Not surprisingly, the lengthy battle to clear their names still pains Stemm. Neighbors avoided his family during those years. Stemm and Morris left Seahawk in 1994, and later formed and took public Odyssey Marine to continue their undersea ambitions.

Like many businesses dependent on "discoveries" -- be they pharmaceutical companies trying to find the next wonder drug, or an undersea exploration company looking for a new shipwreck with valuable cargo -- Odyssey is a classic story of financial hits and misses.

In the fall of 2000, the company even recruited tourists ($2,250 per person per day to defray exploration costs) aboard when it began hunting for a large, colonial 17th-century man-of-war code-named "Cambridge." Odyssey's real target: the HMS Sussex.

In early 2001, St. Petersburg millionaire Jim MacDougald acquired a 36 percent stake in Odyssey. MacDougald was the co-founder of employee benefits processor ABR Information Services, a company he sold in 1999 to Ceridian Corp. of Minneapolis for $750-million. MacDougald briefly became chairman of Odyssey while the company focused more resources on the hunt for the Sussex.

By last summer, Odyssey was almost certain it had found the warship off Spain's southeast coast in the western Mediterranean. At the time, major British newspapers touted the possible find, bumping Odyssey shares briefly from under $1 a share to as much as $1.64 on Aug. 16.

The St. Petersburg Times briefly noted the possible Sussex find in October. But U.S. newspapers largely ignored the news of a possible undersea jackpot. Odyssey shares trickled lower through last fall into early 2002, hitting a low of 52 cents in early February.

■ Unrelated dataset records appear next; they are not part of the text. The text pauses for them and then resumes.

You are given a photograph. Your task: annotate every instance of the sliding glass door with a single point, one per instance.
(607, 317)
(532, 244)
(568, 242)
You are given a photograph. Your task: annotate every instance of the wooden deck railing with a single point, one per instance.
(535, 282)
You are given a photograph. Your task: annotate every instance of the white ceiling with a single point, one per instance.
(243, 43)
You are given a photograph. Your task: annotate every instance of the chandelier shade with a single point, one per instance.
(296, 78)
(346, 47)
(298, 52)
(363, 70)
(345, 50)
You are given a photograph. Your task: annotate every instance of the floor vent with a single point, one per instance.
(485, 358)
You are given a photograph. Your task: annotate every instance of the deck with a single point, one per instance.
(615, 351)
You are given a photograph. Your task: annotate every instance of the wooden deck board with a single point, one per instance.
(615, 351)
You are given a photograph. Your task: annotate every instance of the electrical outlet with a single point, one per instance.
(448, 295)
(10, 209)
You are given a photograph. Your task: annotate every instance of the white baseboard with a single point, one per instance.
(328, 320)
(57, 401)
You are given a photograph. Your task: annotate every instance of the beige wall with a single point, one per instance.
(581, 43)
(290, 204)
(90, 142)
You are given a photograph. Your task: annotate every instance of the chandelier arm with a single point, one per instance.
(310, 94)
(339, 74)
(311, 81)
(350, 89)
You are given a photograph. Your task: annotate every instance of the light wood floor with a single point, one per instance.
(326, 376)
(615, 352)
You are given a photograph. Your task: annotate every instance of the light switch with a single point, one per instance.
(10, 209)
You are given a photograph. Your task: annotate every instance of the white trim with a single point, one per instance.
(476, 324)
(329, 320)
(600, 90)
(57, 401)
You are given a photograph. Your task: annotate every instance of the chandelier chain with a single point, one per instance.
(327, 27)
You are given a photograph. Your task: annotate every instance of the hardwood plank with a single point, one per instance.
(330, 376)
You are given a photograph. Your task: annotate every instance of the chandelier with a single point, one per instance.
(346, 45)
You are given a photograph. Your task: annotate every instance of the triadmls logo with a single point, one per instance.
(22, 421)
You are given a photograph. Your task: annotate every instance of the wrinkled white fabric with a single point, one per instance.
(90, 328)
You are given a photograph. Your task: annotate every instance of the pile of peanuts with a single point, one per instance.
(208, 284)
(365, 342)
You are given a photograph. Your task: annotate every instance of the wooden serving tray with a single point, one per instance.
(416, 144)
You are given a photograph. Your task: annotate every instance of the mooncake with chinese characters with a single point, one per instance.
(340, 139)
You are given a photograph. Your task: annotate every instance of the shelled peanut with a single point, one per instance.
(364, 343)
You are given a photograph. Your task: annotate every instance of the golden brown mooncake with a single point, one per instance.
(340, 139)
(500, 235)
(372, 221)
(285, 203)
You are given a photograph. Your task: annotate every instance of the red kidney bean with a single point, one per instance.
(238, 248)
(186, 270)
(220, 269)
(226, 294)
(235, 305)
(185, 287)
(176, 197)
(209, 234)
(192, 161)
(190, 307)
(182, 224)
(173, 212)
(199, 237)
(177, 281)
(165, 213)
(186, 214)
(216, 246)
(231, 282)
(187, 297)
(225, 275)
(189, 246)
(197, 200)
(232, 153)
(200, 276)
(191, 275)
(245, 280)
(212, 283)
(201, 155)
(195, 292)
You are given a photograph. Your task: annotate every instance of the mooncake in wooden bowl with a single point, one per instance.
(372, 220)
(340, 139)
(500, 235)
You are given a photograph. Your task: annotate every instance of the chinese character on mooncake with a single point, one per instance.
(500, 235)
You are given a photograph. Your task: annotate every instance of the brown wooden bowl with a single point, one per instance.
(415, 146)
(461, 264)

Last Sunday, the New York Times ran a front-page story essentially reinforcing last summer's news: that Odyssey and the British government were now nearly certain the Sussex wreck had been found. After a closing share price of 90 cents on Friday, Odyssey's stock opened at $1.68 on Monday, climbing briefly to $1.93 before closing at an all-time high of $1.50. Shares closed Tuesday at $1.29, down 14 percent.

"The shipwreck business is not a short-term play," Stemm says. "It is a complicated, capital-intensive, long-term endeavor. We are careful to warn people of the risks inherent in our business."

Finding the Sussex was no easy task. A researcher brought documents about the Sussex and its potentially valuable cargo to the attention of company executives. More research delivered an approximate idea of where it sank in a 1694 storm.

The Sussex was the flagship of a British Royal Navy fleet, commanded by Rear Admiral Sir Francis Wheeler. The ship was less than a year old when it set sail from England on what researchers believe was a key mission: to deliver a large cargo of coins destined to pay the Duke of Savoy for his continued assistance in a war against France's Louis XIV, the Sun King.

When the Sussex sank, Savoy defected to the French. The standoff set the scene in North America for the French-English wars, which in turn helped prompt the American Revolution.

So where do things stand?

While awaiting a final contract with the British government to begin excavation, Odyssey's archaeology team remains in Tampa preparing for a recovery effort in the Mediterranean.

If the vessel's historical significance pans out as Odyssey hopes, if Odyssey's salvage effort at the wreck site finds the valuable cargo of gold or silver coins, if the British government is satisfied with the findings, and if Odyssey can find a receptive market for the Sussex treasures, then a still-young Tampa company may just have hit a home run for its patient shareholders.

And made a pretty grand contribution to our understanding of what happened 308 years ago.